“If Gulf is rendered unable to meet its obligations to the customers and shareholders due to inadequate rates, both stakeholder groups will suffer,” the document said. “The customers will suffer from less reliable service and eventually higher costs of electricity than would otherwise be the case, while the shareholders will suffer from an inadequate and confiscatory return on investment and will seek other places to invest their money.”
But the proposed increase has drawn objections from the state Office of Public Counsel, which represents consumers in utility cases, and other parties ranging from Walmart to the Sierra Club. The Office of Public Counsel and other opponents have argued, in part, that Gulf’s base rates should decrease by about $2 million — not increase.

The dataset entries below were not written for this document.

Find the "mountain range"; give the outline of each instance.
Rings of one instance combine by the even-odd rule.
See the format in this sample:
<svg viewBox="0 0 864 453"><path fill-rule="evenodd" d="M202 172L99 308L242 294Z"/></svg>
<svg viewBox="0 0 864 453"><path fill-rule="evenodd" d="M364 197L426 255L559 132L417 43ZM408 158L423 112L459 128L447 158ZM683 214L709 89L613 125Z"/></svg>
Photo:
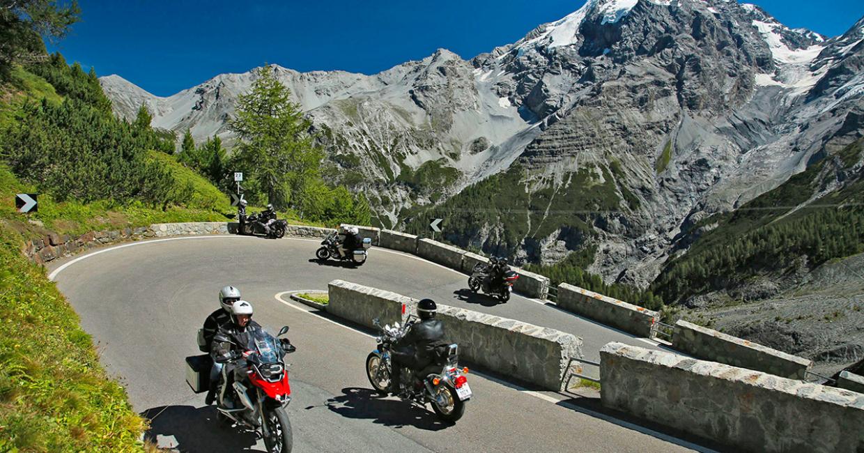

“The ultimate issue to be addressed by the (Public Service Commission) in this proceeding is whether Gulf Power Company needs any additional revenues in order to provide safe, adequate, reliable service, to recover its legitimate costs of providing such service, and to have an opportunity to earn a fair and reasonable return on its legitimate investment in assets used and useful in serving Gulf’s retail customers,” Walmart said in a filing last month. “The evidence offered by intervenor parties … shows that, in total, the answer to this question is that Gulf can indeed fulfill its duty to provide safe, adequate, reliable service with no rate increase at all and probably with a modest overall rate reduction of approximately $2 million per year.”